A Medical Device Daily

MicroMed Cardiovascular (Houston) reported that it has completed an equity financing through a private placement of $15.425 million of common stock and warrants to institutional investors.

Hunter World Markets (Beverly Hills, California) acted as the company's sole placement agent.

The company said that the proceeds of the transaction are expected to support continued clinical studies and research associated with its DeBakey ventricular assist device (VAD), expansion of sales and marketing activities in international markets – where the DeBakey VAD has received CE-marking – and for general corporate purposes.

Travis Baugh, president and CEO of MicroMed, called the financing “a significant event in the history of MicroMed” and that it “demonstrates the value that investors place in our technology and our management team and will enable us to move forward with several planned improvements in our technology and infrastructure.

Baugh said that the company also plans to seek a listing for the company's stock on a national securities exchange “in the near future.”

MicroMed's flagship platform is the DeBakey VAD for the treatment of advanced heart failure, offering, it says, “an important therapeutic option” for those needing a heart transplant but too far down on the transplant list to receive one.

It currently has ongoing two clinical trials evaluating the safety and effectiveness of the device for use as a bridge to heart transplant and for destination therapy for patients ineligible for a heart transplant.

The DeBakey VAD Child is a miniaturized implantable VAD, for use in children, the only such device FDA-approved and CE-marked.

In other financing activity:

• American Medical Systems Holdings (AMSH; Minneapolis) reported pricing $325 million of convertible senior subordinated notes, due 2036, in accordance with a statement filed with the Securities and Exchange Commission.

The company also granted underwriters an option to purchase up to an additional $48.75 of convertible notes to cover any over-allotments.

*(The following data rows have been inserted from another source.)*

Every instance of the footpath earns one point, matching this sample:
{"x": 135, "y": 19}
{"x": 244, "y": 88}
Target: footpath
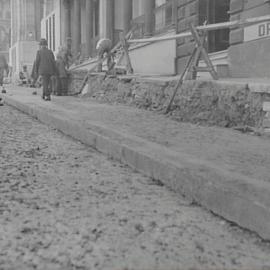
{"x": 222, "y": 170}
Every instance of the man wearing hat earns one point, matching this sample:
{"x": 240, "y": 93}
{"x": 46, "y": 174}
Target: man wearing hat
{"x": 45, "y": 67}
{"x": 104, "y": 47}
{"x": 3, "y": 68}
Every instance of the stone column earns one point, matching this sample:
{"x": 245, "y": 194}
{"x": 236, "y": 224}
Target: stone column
{"x": 110, "y": 19}
{"x": 67, "y": 19}
{"x": 127, "y": 15}
{"x": 89, "y": 24}
{"x": 149, "y": 22}
{"x": 77, "y": 26}
{"x": 174, "y": 12}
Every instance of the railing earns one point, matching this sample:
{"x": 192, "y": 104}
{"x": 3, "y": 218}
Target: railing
{"x": 209, "y": 27}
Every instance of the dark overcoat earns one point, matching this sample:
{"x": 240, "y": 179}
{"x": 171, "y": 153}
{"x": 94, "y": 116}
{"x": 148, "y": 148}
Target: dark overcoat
{"x": 45, "y": 62}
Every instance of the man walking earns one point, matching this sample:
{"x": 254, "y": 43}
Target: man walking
{"x": 3, "y": 68}
{"x": 104, "y": 47}
{"x": 45, "y": 67}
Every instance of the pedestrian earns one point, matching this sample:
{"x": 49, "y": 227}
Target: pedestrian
{"x": 62, "y": 76}
{"x": 24, "y": 76}
{"x": 3, "y": 68}
{"x": 45, "y": 67}
{"x": 104, "y": 47}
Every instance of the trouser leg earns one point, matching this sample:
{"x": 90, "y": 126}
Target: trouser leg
{"x": 1, "y": 76}
{"x": 46, "y": 85}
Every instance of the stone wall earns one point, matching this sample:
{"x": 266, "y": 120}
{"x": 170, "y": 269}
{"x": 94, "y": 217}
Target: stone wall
{"x": 75, "y": 81}
{"x": 206, "y": 103}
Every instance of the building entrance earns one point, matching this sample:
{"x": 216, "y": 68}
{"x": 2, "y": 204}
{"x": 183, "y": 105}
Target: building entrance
{"x": 215, "y": 11}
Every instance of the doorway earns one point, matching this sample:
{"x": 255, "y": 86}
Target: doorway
{"x": 215, "y": 11}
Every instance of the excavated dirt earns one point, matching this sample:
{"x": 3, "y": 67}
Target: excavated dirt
{"x": 198, "y": 102}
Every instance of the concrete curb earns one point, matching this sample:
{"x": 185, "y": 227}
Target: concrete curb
{"x": 233, "y": 196}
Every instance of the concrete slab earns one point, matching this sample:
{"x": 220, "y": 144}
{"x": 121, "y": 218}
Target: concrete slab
{"x": 238, "y": 196}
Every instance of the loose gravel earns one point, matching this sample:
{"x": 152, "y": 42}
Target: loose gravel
{"x": 65, "y": 206}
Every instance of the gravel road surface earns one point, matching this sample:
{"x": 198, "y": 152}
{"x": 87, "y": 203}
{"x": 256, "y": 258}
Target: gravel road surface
{"x": 65, "y": 206}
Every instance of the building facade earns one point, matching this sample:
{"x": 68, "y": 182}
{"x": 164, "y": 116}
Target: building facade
{"x": 79, "y": 24}
{"x": 5, "y": 25}
{"x": 25, "y": 33}
{"x": 245, "y": 50}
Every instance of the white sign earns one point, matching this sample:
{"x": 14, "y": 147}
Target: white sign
{"x": 257, "y": 31}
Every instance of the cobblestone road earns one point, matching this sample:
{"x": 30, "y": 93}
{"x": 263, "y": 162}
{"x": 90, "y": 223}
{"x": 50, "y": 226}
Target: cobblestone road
{"x": 65, "y": 206}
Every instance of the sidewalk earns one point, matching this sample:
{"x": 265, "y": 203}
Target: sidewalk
{"x": 225, "y": 171}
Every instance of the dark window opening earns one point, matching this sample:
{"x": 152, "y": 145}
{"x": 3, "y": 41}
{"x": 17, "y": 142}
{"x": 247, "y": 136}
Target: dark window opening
{"x": 215, "y": 11}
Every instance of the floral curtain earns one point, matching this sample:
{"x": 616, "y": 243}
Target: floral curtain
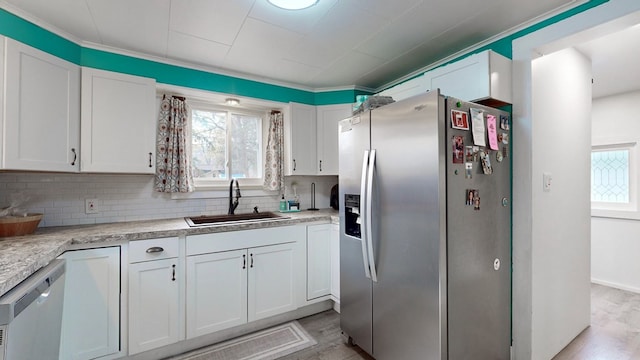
{"x": 274, "y": 164}
{"x": 173, "y": 168}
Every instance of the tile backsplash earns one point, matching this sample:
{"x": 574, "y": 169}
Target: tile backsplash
{"x": 61, "y": 197}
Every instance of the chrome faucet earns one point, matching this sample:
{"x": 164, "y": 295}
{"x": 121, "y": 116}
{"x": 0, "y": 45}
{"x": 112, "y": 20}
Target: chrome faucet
{"x": 233, "y": 204}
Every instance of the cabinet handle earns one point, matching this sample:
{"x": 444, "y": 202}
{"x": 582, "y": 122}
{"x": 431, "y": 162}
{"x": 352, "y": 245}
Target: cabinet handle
{"x": 154, "y": 249}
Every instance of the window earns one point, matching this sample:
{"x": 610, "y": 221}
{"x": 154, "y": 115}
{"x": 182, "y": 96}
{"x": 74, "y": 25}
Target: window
{"x": 613, "y": 177}
{"x": 226, "y": 144}
{"x": 610, "y": 176}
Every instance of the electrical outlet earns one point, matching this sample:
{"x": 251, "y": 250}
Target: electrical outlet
{"x": 91, "y": 206}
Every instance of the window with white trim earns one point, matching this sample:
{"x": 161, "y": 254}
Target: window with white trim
{"x": 226, "y": 144}
{"x": 613, "y": 177}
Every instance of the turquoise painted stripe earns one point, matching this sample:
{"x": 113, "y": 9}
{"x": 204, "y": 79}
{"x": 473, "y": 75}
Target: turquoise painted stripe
{"x": 28, "y": 33}
{"x": 33, "y": 35}
{"x": 197, "y": 79}
{"x": 504, "y": 46}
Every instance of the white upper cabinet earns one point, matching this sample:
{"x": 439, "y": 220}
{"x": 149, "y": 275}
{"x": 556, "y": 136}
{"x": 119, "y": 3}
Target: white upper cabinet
{"x": 312, "y": 136}
{"x": 328, "y": 117}
{"x": 300, "y": 132}
{"x": 415, "y": 86}
{"x": 484, "y": 77}
{"x": 118, "y": 122}
{"x": 41, "y": 111}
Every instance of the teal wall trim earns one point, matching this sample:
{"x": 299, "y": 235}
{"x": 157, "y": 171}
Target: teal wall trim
{"x": 24, "y": 31}
{"x": 196, "y": 79}
{"x": 19, "y": 29}
{"x": 504, "y": 46}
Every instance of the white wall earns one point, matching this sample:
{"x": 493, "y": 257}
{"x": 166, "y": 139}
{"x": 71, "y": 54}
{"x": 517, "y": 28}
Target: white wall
{"x": 61, "y": 197}
{"x": 615, "y": 242}
{"x": 527, "y": 342}
{"x": 561, "y": 114}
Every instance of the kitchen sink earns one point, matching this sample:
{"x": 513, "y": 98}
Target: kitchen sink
{"x": 207, "y": 220}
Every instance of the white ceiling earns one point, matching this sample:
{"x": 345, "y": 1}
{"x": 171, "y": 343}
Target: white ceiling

The notes will be convertible upon the occurrence of specified events into cash and, in certain circumstances, shares of company common stock at an initial conversion rate of 51.5318 shares per $1,000 of notes, equivalent to an initial conversion price of about $19.406 per share. If the conversion value of a note is greater than $1,000, the holder of the note will receive $1,000 in cash and the excess amount in shares of common stock. If the conversion value of the note is equal to or less than $1,000, the holder of the note will receive only cash upon note conversion.

AMSH said that it believes this provision, a net share settlement, may result in significantly less ownership dilution to the company and higher EPS than a standard convertible note.

The company said it will use proceeds of the offering to fund a portion of the merger consideration of the company's acquisition of Laserscope and for general working capital purposes. If the Laserscope acquisition does not occur, AMSH said it will use the proceeds from this offering for working capital and general corporate purposes, including possible acquisitions.

Piper Jaffray & Co. is acting as the sole bookrunner for the offering. Co-managers are Thomas Weisel Partners LLC and KeyBanc Capital Markets.

Mentor (Santa Barbara, California) reported that its board increased the number of shares of company common stock authorized for repurchase from 3.3 million to 5 million shares and that repurchases under will commence no earlier than the third trading day after the company's announcement of its financial results for the three months ending June 30.

Repurchases will not exceed $166 million, consistent with the limitations set forth in the company's credit agreement, as amended.

“We continue to focus on balancing our strategy for long-term growth while at the same time providing appropriate returns for our shareholders,” said Joshua Levine, president and CEO of Mentor.

To date in 2006, Mentor has repurchased roughly 3 million shares of its common stock at an average price of $42.33 and had around 41.3 million shares outstanding as of June 11.

Mentor manufactures products for the aesthetics, urologic specialties and clinical and consumer healthcare markets.

• Elekta (Stockholm, Sweden) reported repurchasing 54,500 B shares at an average price of SEK 125.86. Elekta said current holding of its own shares amounts to 54,500 B shares, with the number of shares in Elekta totaling 94,345,904 as of June 20.

Purchases will be made on the Stockholm Stock Exchange during the period until the next annual general meeting.

Elekta's solutions employ non-invasive or minimally invasive techniques, including, among others, its Leksell Gamma Knife for non-invasive treatment of brain disorders and Elekta Synergy for image guided radiation therapy (IGRT).

• Nationwide Health Properties (Newport Beach, California) reported $122 million of new investments, increasing its total so far for 2006 to $630 million – 81% senior housing, 10% long-term care and 9% medical office buildings.

“After back-to-back record investment years of $400 million each in 2004 and 2005,

2006 is becoming a transcendent year for NHP,” said Don Bradley, NHP's chief investment officer. “Our 2006 investments continue to be immediately accretive with solid going in coverages and built in annual rate increases of about 2.9%, adding even more to our growing FFO today and for years to come.”

Nationwide Health Properties invests in healthcare facilities and has investments in 487 facilities in 40 states.